The capsule was painted glossy white separately as well as the LES tower and the LEM shroud adapter. I then painted the main body tube and core tube/fin unit glossy white. I let these dry for a day then masked and painted those areas glossy black.

It is important to note that on the corrugated areas to get a good seal between the tape and the previous painted surface. This is to prevent the new color from ‘bleeding’ under the tape. It is also important to let the color coat dry for a few hours before removing the tape to prevent lifting or tearing of the new coat.

The actual service module was a polished aluminum in color. It almost looked like chrome. There are no real accurate chrome type paints.

I could have used chrome self-adhesive monokote trim sheet. However, I did not have any and cleaning and use easily scratch the chrome in general. I did cover the service module section with aluminum colored monokote.

This was then detailed with various pieces of white trim monokote to simulate panels and radiators found on the actual vehicle.

Recovery for the Saturn 1b will be very similar to the 1/100 scale version. It will come down in two pieces with the separation line being at the base of the LEM shroud to second stage body tube interface.

The LEM/SM/CM/LES stack will come down in a nearly horizontal position via a single 36" parachute by use of a bridle fashioned from R/C aircraft control cable.

This bridle attaches to an eyebolt at the base of the LEM stack and to an eyebolt screwed into a blind nut at the base of the service module. This eyebolt on the service module is removable for static display.

The main body will come down via dual 36" parachute recovery. For the main body section I wanted to have it descend as close to vertical as possible to reduce stress on the fins at landing. This necessitates that the shock cord mount be as close to the centerline of the rocket as possible.

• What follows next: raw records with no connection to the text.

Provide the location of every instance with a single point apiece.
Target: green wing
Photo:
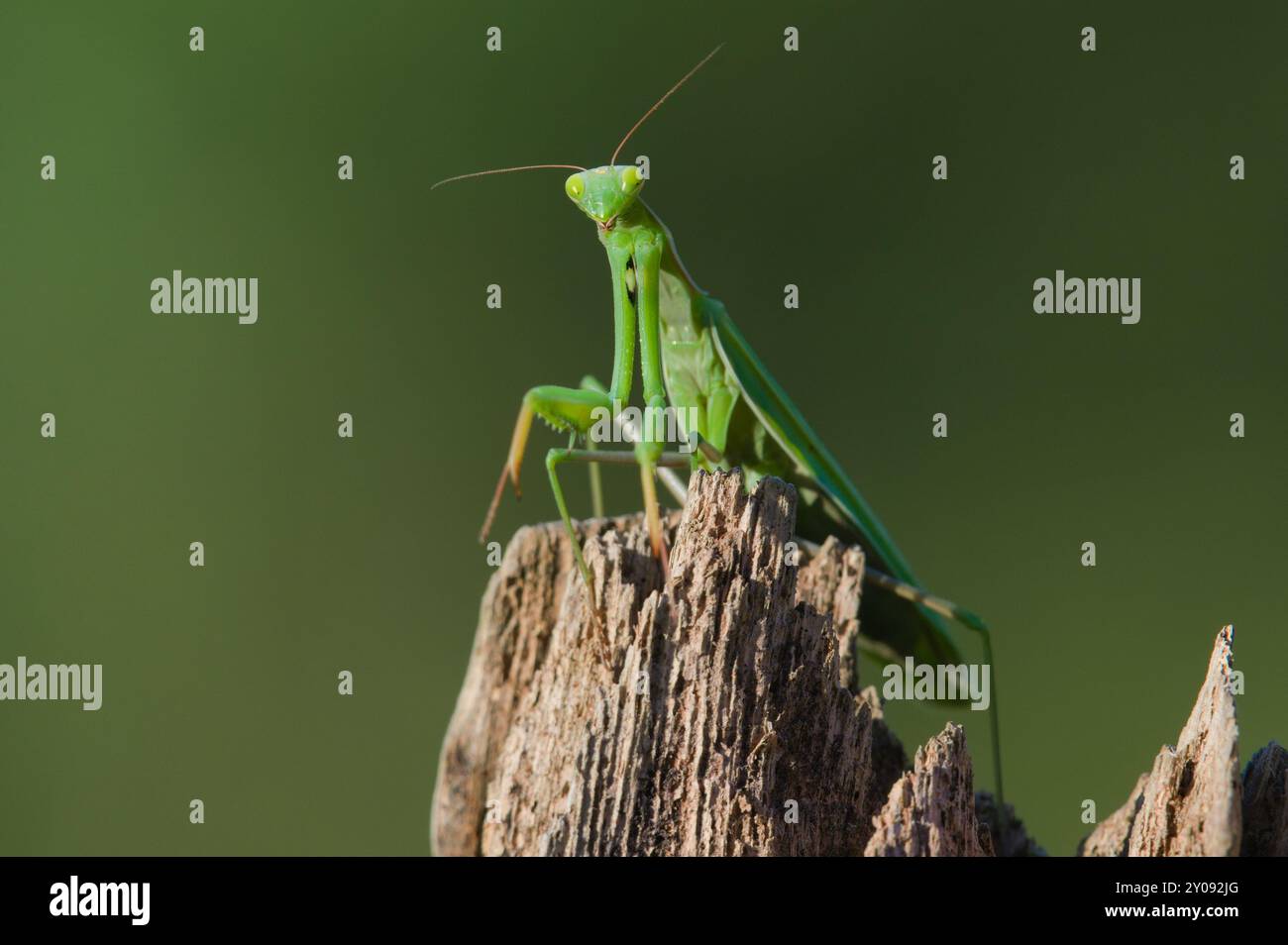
(910, 628)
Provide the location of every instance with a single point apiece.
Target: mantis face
(604, 193)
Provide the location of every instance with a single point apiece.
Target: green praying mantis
(695, 361)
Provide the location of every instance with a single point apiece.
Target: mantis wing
(902, 625)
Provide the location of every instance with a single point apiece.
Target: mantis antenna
(507, 170)
(658, 104)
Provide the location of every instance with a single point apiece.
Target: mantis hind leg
(964, 617)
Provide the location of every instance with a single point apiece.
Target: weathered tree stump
(1193, 801)
(726, 722)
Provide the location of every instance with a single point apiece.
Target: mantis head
(601, 193)
(604, 193)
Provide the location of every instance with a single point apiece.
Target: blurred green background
(771, 167)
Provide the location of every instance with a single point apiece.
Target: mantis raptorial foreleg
(557, 458)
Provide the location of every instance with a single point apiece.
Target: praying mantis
(695, 361)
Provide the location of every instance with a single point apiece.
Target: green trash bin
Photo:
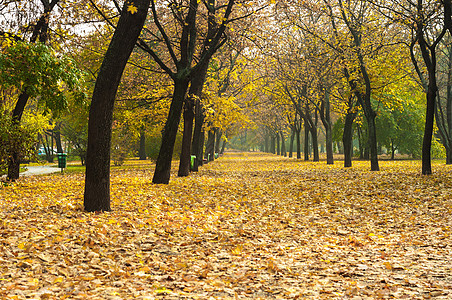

There are two eyebolts on either side of the core tube in the parachute compartment. A bridle sling made of 3/32" A/C cable connected with quick links connects to an apex point a few inches above the center of the core tube. This is where the shock cord will attach and then continue to the parachutes.

This rocket is not using any sort of altimeter based ejection system. The flight profile I intend will allow for a motor based ejection system. It might be possible to make provisions for one but I have not gone to the trouble to investigate the feasibility.